A supplement to U.S. Canola Digest


Capitol Hill

As expected, the one-year extension of the 2008 Farm Bill expired Sept. 30 without Congress reconciling the two competing bills passed by the House and Senate earlier this year. The House did pass a rule by a 226-191 vote Sept. 28 to combine the House farm and nutrition bills, paving the way for lawmakers to name House and Senate conferees to resolve the legislation. First, however, Congress will immediately need to address the current self-inflicted crisis over its inability to pass a Continuing Resolution to fund government operations past Sept. 30. With temporary funding in place, lawmakers can then tackle the larger issue of increasing the national debt limit in mid-October or allow the nation to default on its debt, risking a world-wide fiscal calamity. Debate on the Farm Bill will be further postponed. As of Oct. 1, most of the U.S. Department of Agriculture (USDA) was closed due to the government shutdown. The USDA's website went offline, rerouting users to an Office of Management and Budget website with links about the shutdown contingency plans, including the USDA's various agencies such as the Risk Management Agency.

According to an internal audit released this September, the USDA crop insurance program that reimburses farmers for "prevented planting" creates disincentives for them to raise crops.
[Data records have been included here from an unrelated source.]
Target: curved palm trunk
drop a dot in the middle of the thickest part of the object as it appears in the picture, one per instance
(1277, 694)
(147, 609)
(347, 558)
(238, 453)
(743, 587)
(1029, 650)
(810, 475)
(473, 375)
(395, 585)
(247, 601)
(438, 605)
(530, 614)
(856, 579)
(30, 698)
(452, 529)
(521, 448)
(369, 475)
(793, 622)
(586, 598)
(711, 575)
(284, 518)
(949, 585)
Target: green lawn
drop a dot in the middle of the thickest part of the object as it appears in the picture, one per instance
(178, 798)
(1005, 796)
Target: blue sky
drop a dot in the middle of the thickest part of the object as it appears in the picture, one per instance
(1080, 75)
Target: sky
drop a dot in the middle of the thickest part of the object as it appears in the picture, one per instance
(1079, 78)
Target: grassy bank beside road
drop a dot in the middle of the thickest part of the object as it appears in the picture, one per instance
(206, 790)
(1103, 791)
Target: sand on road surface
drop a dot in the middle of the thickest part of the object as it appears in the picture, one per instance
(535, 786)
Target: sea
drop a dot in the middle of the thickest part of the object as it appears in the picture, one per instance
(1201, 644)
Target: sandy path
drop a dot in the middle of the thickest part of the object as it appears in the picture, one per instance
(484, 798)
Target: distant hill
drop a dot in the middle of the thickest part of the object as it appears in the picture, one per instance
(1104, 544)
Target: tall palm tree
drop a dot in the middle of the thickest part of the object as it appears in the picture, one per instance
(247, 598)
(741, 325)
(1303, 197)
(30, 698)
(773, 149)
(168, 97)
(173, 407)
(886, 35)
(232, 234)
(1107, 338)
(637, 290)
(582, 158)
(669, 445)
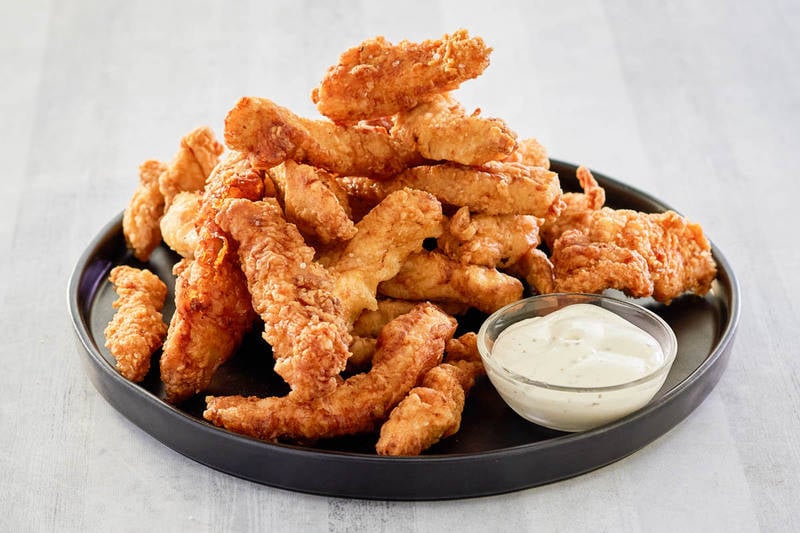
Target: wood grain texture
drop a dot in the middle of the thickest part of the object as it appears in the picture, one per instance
(695, 102)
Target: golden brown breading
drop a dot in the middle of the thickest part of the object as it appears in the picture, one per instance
(362, 350)
(488, 240)
(378, 79)
(141, 217)
(313, 201)
(137, 329)
(432, 276)
(271, 134)
(530, 152)
(441, 130)
(197, 156)
(408, 347)
(493, 189)
(430, 412)
(580, 265)
(303, 320)
(578, 207)
(537, 270)
(639, 253)
(212, 304)
(179, 223)
(386, 236)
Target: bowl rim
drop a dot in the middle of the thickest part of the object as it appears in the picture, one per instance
(492, 363)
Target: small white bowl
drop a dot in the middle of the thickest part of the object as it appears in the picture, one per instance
(574, 408)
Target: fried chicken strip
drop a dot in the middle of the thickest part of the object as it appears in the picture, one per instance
(141, 218)
(370, 322)
(314, 202)
(578, 207)
(408, 347)
(493, 189)
(303, 319)
(530, 152)
(384, 239)
(137, 329)
(432, 411)
(197, 156)
(537, 270)
(441, 130)
(378, 79)
(643, 254)
(179, 223)
(432, 276)
(212, 303)
(488, 240)
(271, 134)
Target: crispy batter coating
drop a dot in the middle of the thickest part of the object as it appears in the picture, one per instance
(197, 156)
(634, 251)
(578, 207)
(493, 189)
(530, 152)
(271, 134)
(488, 240)
(535, 267)
(303, 320)
(141, 217)
(584, 266)
(432, 276)
(441, 130)
(137, 329)
(378, 79)
(179, 223)
(314, 202)
(430, 412)
(362, 350)
(463, 348)
(386, 236)
(408, 347)
(212, 303)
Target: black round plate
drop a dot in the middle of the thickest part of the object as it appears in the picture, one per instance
(495, 451)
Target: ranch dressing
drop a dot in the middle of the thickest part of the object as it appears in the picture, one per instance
(580, 345)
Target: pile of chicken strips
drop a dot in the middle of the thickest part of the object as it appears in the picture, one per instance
(359, 239)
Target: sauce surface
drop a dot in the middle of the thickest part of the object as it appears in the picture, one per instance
(581, 345)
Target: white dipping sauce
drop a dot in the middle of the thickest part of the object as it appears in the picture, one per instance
(580, 345)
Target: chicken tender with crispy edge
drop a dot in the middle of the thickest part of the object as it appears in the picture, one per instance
(580, 265)
(303, 319)
(197, 155)
(137, 328)
(385, 238)
(432, 276)
(212, 303)
(314, 202)
(407, 348)
(379, 79)
(271, 134)
(492, 189)
(676, 256)
(536, 269)
(441, 130)
(578, 207)
(432, 411)
(370, 322)
(179, 223)
(488, 240)
(140, 222)
(530, 152)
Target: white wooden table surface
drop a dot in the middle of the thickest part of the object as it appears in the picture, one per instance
(697, 103)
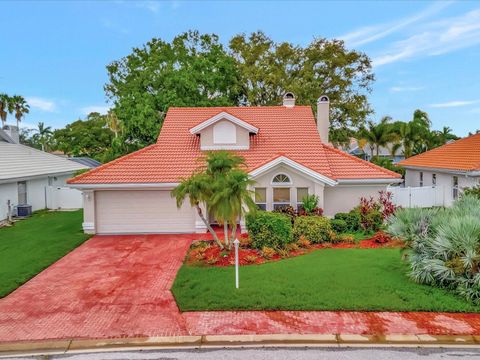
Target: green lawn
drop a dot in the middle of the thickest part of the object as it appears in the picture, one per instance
(330, 279)
(32, 245)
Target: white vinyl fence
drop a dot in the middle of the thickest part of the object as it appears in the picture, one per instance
(426, 196)
(63, 198)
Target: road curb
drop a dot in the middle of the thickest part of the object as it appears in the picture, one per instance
(225, 341)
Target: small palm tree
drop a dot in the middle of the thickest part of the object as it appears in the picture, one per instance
(44, 133)
(4, 108)
(232, 198)
(19, 106)
(198, 189)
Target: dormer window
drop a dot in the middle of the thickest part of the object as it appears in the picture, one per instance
(281, 179)
(224, 132)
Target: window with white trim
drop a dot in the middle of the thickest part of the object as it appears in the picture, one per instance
(455, 188)
(281, 197)
(301, 193)
(261, 198)
(22, 192)
(224, 132)
(281, 179)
The program has provided coverage of more than $480 million in "potentially excessive prevented planting payments," the audit states. The USDA's Risk Management Agency (RMA) has agreed to consult with USDA attorneys to determine if it will be lawful to reduce the historic yields of farmers who claim prevented planting. The RMA said it will determine if coverage levels are excessive by June 2014, allowing for potential policy changes for the 2015 crop year.
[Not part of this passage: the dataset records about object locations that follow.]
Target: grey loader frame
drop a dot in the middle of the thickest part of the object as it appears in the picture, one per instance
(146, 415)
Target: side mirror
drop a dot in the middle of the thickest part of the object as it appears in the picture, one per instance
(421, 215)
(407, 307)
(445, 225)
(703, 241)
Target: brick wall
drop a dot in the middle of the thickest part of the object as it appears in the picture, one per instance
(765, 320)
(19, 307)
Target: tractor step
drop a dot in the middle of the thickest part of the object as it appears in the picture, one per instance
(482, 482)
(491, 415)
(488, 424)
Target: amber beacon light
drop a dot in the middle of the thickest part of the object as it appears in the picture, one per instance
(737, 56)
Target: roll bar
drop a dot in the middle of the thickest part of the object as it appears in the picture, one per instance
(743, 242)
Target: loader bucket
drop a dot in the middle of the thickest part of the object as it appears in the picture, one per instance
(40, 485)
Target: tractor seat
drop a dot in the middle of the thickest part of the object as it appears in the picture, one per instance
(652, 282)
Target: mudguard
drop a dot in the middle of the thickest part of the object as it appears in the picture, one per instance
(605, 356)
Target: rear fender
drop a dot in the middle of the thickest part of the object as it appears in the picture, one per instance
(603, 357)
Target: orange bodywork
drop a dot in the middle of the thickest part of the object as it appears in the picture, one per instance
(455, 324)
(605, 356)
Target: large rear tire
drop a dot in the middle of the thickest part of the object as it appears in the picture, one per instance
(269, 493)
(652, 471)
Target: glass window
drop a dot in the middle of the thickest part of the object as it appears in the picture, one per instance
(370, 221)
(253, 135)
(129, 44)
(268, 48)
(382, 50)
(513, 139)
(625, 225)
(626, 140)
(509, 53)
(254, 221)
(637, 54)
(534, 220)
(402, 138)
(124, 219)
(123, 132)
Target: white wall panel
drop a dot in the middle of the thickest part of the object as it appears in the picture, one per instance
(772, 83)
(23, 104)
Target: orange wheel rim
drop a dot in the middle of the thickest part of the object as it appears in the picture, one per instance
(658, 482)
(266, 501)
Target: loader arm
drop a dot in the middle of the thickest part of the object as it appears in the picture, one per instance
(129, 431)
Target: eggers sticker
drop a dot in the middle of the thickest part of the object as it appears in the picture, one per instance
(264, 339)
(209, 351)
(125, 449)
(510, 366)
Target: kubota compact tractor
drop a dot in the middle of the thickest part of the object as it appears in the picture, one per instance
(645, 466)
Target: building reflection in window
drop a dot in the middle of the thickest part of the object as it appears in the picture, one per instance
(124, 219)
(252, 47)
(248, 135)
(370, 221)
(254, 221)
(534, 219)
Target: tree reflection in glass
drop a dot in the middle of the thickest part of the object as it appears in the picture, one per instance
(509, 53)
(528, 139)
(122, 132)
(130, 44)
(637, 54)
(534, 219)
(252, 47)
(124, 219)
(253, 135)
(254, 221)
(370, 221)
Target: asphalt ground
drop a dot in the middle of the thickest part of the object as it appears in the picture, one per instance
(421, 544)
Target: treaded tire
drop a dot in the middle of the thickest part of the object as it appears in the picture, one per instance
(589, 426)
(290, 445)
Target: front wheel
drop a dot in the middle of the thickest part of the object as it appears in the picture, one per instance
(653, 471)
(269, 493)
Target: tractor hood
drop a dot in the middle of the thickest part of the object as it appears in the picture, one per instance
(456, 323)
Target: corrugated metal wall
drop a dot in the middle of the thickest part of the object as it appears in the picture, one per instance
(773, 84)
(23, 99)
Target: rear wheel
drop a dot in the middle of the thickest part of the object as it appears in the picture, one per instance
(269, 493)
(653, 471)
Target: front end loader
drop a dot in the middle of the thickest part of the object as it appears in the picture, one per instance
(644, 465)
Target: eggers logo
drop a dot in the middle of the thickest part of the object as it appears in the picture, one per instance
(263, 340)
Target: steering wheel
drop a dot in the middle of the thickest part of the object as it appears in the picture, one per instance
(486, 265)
The USDA approved three new biotechnology innovations Sept. 25, including Monsanto's glyphosate resistant canola, male-sterile corn and Genective's glyphosate resistant corn. This final decision follows a preliminary deregulation in July by the Animal and Plant Health Inspection Service (APHIS). As a result, the agency will no longer monitor the field testing or movement of the plants. Agriculature Secretary Tom Vilsack says APHIS's new accelerated deregulation process aims to complete approval of genetically engineered plants in 1.3 years on average.


Agronomy

In August, Oregon Gov. John Kitzhaber signed a law banning the commercial production of canola in the Willamette Valley until 2019. The region spans 3 million acres. Local vegetable growers and specialty seed growers have been concerned canola would cross-pollinate with broccoli, kale, cabbage and other brassica crops. They also expressed worry that canola crops would introduce diseases and pests into the area's seed plots. Would-be canola farmers in the region maintain that the crop will not do either due to restrictions on how close canola can be planted to these crops and proper field management. They also argue there is no greater risk of outcrossing or volunteers with canola than with any other crop and that canola would provide a much-needed rotational crop for grass seed and wheat farmers The law funds research by Oregon State University to determine if canola should be regulated differently than other brassica.
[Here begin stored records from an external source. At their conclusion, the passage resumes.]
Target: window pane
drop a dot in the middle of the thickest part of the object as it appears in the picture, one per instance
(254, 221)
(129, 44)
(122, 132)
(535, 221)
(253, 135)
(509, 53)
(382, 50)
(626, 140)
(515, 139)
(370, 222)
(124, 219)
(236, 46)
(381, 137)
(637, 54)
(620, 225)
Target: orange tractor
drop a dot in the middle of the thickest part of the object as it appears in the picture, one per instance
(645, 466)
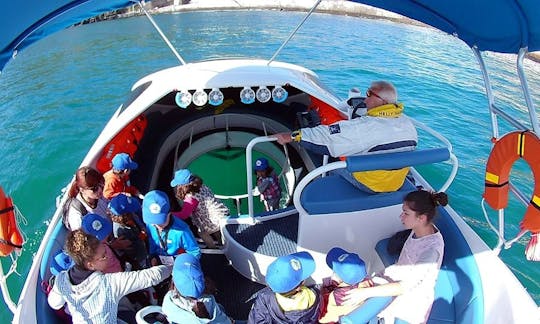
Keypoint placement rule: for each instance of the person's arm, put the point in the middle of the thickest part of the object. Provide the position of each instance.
(123, 283)
(265, 182)
(74, 218)
(189, 204)
(189, 244)
(112, 186)
(259, 313)
(358, 295)
(283, 138)
(55, 299)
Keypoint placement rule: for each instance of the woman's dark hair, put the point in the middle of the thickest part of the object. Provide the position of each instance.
(124, 219)
(81, 247)
(267, 172)
(85, 177)
(425, 202)
(198, 306)
(193, 186)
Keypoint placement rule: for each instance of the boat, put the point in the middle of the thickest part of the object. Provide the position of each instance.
(169, 121)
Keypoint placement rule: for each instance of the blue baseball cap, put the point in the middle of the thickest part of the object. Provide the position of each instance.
(348, 266)
(61, 262)
(287, 272)
(261, 164)
(155, 207)
(181, 177)
(122, 204)
(122, 161)
(96, 225)
(188, 276)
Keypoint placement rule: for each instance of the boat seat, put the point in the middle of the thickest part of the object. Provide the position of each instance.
(344, 197)
(333, 194)
(458, 290)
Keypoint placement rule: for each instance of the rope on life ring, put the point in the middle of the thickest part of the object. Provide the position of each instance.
(508, 149)
(10, 235)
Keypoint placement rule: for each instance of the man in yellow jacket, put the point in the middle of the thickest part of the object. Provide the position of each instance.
(382, 128)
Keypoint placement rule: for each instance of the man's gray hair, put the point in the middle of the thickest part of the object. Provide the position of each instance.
(385, 90)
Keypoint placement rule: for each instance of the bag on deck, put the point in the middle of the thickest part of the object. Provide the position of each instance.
(532, 251)
(77, 204)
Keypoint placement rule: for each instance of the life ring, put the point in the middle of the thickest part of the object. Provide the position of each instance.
(10, 236)
(126, 141)
(509, 148)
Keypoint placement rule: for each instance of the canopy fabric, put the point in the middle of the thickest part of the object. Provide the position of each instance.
(492, 25)
(502, 26)
(24, 22)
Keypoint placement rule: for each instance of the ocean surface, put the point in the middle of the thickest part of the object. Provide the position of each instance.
(57, 95)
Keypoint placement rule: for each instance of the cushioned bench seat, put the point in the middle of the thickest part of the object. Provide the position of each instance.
(333, 194)
(458, 291)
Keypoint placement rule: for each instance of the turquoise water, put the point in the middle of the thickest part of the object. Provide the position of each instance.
(57, 95)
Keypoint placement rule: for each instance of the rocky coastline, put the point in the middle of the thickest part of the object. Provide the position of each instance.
(338, 7)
The Southwest Farm Press reported Southern Great Plains farmers will plant record-breaking canola acreage this fall. About 400,000 to 500,000 acres are expected in Kansas Oklahoma and North Texas, compared to about 300,000 acres planted in 2012. "There will be more winter canola planted in this region than any other time in the crop's short history," says Gene Neuens, Producers Cooperative Oil Mill oilseed field representative. "And we know many farmers are planting canola for the first time this year. Both of these developments, along with seed companies reporting dwindling seed supplies, make us believe this will be a bumper year for canola planted [acreage]."


Nutrition

Remember the "Snackwell's Diet" of the late 1980s? Nabisco's line of fatless cookies inspired other food companies to stretch the trend to ice cream, cakes and snacks. By the mid-‘90s, more than 25 percent of new products introduced in supermarkets were low-fat or fat-free. Registered Dietician and food industry consultant Annette Maggi remembers this craze in the Aug. 27 Huffington Post. Although the Snackwell's fad passed, misconceptions about fat remain today. "The call to action for those involved in health education is to help consumers understand that not all fat is bad and that there are many good fats in the supermarket, at restaurants and even in the home kitchen," she writes. She recommends consuming canola oil due to its healthy monounsaturated fat content.

According to the American Heart Association, one person dies every 39 seconds from heart disease in the U.S., making it the leading cause of death among Americans. In addition to adequate exercise, making better food choices is essential for heart health. EatingWell recommends limiting saturated fat to 5 percent or less of your total calories. Replacing butter with vegetable-based oils such as canola oil reduces saturated fat and provides heart-healthy monounsaturated fat. The article also suggests limiting salt, sugar and trans fat intake. 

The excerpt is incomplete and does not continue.